Two-Dimensional Electronic Spectroscopy Using Incoherent Light: Theoretical Analysis

TL;DR

This paper provides a theoretical analysis of incoherent two-dimensional electronic spectroscopy, revealing similarities and differences with femtosecond techniques, and addressing the challenge of understanding energy transfer under physiological conditions.

Contribution

It introduces a theoretical framework for incoherent 2D electronic spectroscopy, highlighting its potential to study photosynthetic energy transfer under natural lighting conditions.

Findings

Simulated spectra show diagonal and cross peaks similar to femtosecond experiments.

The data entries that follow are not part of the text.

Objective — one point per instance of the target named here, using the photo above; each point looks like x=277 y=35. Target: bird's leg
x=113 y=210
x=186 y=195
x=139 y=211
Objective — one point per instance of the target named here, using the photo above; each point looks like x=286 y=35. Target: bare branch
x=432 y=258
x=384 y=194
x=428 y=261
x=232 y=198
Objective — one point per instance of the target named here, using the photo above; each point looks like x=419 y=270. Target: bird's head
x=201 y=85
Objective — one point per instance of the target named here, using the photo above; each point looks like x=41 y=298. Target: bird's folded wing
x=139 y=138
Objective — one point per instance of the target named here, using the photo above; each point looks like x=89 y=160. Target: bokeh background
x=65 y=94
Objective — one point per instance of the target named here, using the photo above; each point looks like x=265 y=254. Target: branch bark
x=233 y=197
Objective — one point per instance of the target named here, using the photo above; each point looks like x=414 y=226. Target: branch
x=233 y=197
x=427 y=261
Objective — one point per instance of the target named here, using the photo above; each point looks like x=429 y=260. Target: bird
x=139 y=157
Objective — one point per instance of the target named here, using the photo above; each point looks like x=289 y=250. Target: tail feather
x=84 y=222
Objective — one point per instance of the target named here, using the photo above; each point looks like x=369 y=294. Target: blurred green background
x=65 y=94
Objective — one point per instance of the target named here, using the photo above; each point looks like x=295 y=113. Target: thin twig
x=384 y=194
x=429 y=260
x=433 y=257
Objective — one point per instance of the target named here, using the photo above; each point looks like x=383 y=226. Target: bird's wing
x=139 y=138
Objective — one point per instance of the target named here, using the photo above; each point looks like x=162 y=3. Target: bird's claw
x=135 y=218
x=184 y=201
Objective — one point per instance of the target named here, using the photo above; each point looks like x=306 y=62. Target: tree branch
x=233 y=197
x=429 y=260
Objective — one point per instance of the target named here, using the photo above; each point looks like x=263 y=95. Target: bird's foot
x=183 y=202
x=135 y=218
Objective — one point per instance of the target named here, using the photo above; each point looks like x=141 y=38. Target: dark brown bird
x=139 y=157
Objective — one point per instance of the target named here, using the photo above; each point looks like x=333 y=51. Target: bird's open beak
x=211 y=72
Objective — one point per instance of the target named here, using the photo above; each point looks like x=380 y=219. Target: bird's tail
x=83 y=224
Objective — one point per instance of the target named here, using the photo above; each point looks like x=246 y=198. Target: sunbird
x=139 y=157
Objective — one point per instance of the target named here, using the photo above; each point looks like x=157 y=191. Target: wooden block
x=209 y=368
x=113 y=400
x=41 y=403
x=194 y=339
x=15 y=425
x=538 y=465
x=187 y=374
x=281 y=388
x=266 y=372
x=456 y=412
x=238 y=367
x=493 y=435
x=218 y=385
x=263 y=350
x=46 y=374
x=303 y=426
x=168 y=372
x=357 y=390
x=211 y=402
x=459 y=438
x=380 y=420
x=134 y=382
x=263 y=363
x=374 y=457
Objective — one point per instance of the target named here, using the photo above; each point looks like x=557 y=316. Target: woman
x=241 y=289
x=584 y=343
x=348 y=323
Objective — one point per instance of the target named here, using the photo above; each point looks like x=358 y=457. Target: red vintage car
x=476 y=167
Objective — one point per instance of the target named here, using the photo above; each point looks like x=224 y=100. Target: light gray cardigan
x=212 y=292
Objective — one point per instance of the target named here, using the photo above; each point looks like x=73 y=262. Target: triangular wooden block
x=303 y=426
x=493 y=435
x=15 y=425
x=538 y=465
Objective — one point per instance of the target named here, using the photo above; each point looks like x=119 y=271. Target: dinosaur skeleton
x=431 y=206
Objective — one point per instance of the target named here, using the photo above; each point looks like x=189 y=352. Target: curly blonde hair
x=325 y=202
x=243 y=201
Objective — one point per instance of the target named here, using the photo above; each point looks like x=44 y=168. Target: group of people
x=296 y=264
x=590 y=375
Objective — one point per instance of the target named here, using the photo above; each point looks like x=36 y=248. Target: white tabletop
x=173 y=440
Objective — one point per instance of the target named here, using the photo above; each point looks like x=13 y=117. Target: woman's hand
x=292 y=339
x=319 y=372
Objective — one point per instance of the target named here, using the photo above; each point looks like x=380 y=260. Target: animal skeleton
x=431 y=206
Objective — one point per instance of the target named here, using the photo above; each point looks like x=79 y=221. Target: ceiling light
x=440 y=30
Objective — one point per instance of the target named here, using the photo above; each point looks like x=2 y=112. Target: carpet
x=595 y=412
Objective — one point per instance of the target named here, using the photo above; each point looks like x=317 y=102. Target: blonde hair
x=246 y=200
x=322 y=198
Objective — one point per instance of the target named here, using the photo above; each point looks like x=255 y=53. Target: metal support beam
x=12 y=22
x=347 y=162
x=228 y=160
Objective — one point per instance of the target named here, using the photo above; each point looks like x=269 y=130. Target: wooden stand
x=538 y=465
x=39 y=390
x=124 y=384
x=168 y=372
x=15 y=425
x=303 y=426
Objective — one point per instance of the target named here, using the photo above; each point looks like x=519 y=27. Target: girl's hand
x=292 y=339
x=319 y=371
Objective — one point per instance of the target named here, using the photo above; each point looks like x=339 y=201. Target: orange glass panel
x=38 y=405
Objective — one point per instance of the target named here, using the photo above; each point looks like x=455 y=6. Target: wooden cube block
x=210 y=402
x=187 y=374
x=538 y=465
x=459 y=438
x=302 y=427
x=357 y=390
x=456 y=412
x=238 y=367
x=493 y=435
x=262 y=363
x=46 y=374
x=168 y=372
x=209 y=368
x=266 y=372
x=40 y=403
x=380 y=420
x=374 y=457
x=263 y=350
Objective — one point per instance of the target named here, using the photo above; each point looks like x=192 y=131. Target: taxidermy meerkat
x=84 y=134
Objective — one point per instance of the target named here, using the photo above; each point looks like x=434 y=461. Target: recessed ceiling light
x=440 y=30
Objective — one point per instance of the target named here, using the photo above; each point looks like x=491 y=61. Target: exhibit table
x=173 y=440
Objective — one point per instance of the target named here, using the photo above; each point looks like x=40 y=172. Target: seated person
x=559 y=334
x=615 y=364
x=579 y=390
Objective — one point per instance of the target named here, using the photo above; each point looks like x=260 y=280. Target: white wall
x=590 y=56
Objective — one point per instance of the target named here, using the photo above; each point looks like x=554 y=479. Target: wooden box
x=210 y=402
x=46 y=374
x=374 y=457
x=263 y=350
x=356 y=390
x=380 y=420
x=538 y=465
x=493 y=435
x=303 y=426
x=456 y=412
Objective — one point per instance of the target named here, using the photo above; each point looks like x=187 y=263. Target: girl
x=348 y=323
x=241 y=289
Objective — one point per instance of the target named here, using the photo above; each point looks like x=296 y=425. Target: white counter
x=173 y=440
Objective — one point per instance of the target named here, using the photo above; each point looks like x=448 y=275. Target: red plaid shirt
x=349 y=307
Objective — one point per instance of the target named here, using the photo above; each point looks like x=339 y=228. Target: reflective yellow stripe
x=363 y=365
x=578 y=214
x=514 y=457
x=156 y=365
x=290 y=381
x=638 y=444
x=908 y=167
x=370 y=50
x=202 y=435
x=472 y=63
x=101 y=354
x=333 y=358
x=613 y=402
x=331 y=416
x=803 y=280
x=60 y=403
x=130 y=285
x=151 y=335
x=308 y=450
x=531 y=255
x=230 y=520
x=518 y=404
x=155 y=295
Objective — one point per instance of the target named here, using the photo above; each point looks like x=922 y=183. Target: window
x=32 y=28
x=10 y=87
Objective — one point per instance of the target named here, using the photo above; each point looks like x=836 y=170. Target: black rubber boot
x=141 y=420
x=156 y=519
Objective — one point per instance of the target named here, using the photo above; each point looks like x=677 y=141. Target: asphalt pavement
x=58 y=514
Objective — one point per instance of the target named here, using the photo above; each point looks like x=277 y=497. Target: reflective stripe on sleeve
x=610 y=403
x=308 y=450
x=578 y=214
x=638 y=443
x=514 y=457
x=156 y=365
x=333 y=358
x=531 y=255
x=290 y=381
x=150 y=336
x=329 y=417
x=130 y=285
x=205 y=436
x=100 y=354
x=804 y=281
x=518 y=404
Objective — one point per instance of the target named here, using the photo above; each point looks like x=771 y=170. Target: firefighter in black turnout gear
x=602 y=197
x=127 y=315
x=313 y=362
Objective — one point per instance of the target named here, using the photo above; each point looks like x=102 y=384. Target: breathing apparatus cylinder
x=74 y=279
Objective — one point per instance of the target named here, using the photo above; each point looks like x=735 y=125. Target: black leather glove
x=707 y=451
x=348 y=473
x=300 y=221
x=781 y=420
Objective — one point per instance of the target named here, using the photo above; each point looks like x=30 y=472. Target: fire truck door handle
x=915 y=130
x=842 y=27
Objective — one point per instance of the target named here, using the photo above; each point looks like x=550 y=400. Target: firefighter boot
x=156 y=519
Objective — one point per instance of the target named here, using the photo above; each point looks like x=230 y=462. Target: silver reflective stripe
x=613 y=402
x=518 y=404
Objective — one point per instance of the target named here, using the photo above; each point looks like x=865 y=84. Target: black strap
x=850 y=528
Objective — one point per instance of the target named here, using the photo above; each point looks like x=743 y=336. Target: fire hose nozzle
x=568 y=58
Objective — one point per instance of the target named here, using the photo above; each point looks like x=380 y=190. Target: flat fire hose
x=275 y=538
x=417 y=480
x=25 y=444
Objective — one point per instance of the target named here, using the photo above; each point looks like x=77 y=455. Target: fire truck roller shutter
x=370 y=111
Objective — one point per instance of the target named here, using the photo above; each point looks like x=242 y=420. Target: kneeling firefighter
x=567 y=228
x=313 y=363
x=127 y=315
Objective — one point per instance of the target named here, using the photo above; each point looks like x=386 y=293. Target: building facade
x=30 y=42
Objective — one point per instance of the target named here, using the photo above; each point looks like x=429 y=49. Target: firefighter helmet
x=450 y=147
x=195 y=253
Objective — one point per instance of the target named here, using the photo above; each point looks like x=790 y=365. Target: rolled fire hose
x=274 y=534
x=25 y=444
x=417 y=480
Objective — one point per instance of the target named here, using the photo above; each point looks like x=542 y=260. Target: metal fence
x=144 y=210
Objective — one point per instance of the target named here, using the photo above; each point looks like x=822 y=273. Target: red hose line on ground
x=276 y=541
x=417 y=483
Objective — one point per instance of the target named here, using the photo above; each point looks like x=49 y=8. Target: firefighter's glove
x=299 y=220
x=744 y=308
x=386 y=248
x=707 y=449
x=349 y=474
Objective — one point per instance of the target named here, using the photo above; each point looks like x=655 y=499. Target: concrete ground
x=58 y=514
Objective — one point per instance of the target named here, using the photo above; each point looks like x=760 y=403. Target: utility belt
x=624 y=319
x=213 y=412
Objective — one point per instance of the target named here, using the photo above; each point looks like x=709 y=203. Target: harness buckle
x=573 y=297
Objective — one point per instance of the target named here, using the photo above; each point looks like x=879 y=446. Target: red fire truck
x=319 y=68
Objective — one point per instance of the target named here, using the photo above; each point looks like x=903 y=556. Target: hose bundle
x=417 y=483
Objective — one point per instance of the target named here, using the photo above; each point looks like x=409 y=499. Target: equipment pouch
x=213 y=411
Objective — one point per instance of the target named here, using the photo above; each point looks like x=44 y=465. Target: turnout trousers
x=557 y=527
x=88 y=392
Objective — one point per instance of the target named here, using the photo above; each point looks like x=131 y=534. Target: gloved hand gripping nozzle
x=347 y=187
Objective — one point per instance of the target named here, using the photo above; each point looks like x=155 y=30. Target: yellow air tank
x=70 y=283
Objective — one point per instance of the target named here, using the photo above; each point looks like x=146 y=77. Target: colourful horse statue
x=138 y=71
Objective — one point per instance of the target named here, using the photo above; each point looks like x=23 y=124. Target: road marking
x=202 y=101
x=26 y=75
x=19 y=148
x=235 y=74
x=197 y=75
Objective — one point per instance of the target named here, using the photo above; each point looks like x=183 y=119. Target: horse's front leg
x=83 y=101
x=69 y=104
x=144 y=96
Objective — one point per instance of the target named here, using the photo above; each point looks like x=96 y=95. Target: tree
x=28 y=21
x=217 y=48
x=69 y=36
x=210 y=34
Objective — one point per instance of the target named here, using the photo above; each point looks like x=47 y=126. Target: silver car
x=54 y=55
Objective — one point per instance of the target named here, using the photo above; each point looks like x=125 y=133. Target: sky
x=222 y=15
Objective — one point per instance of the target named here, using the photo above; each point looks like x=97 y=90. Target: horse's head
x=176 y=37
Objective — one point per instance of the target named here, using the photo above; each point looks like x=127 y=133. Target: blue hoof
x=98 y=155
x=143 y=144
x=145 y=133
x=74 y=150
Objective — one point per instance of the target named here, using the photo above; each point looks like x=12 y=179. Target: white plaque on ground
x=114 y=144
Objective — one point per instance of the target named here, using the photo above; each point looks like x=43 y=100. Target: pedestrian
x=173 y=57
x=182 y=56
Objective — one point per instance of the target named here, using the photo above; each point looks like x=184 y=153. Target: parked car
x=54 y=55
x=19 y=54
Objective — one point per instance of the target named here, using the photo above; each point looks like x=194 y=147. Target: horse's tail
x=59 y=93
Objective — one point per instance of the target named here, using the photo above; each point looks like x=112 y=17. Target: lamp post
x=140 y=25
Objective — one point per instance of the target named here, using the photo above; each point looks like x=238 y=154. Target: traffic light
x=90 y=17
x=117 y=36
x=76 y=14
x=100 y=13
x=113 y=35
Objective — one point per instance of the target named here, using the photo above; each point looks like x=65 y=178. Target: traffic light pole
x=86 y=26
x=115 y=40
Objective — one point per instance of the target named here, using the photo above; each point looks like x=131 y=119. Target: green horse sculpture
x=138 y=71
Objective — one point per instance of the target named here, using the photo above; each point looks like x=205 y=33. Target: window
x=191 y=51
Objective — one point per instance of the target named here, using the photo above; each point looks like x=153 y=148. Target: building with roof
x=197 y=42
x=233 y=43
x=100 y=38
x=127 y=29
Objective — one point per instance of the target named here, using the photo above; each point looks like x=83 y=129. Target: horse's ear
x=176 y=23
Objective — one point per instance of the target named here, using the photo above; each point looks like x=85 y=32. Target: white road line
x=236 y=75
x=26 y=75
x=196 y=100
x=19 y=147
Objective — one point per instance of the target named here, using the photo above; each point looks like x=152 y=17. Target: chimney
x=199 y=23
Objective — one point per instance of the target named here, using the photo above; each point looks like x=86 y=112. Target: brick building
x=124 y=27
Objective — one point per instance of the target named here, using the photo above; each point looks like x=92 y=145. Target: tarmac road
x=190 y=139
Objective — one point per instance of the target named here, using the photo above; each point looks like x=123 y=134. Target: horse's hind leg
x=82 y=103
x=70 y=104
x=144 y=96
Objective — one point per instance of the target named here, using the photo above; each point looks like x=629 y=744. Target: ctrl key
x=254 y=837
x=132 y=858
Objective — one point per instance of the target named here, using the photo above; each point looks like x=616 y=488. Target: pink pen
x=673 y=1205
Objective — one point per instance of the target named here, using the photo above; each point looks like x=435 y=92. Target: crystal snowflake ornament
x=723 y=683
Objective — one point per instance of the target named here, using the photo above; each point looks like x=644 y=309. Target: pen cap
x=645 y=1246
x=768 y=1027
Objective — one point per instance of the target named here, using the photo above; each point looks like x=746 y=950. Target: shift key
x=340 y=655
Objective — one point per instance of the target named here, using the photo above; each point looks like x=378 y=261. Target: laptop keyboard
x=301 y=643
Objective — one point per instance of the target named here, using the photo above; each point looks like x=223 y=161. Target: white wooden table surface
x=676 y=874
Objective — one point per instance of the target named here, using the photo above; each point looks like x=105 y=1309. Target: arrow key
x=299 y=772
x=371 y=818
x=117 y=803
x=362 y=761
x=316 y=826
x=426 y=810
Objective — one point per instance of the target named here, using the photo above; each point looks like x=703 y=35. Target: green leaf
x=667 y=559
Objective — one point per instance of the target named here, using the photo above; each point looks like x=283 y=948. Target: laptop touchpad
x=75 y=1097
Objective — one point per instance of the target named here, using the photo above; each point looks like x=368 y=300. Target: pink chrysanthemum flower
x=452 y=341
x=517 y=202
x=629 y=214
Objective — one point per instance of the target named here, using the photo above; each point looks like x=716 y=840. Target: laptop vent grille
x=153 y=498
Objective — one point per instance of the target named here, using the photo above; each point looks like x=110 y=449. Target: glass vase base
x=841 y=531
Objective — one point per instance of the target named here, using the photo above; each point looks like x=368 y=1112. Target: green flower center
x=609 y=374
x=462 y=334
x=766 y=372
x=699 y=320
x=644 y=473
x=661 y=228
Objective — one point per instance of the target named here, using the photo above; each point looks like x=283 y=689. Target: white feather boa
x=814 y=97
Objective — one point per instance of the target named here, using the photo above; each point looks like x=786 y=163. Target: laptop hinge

Identifies fundamental differences between femtosecond and noisy-light spectroscopy.

Highlights new challenges and opportunities for studying biological systems.

Abstract

Electronic energy transfer in photosynthesis occurs over a range of time scales and under a variety of intermolecular coupling conditions. Recent work has shown that electronic coupling between chromophores can lead to coherent oscillations in two-dimensional electronic spectroscopy measurements of pigment-protein complexes measured with femtosecond laser pulses. A persistent issue in the field is to reconcile the results of measurements performed using femtosecond laser pulses with physiological illumination conditions. Noisy-light spectroscopy can begin to address this question. In this work we present the theoretical analysis of incoherent two-dimensional electronic spectroscopy, I(4) 2D ES. Simulations reveal diagonal peaks, cross peaks, and coherent oscillations similar to those observed in femtosecond two-dimensional electronic spectroscopy experiments. The results also expose fundamental differences between the femtosecond-pulse and noisy-light techniques; the differences lead to new challenges and new opportunities.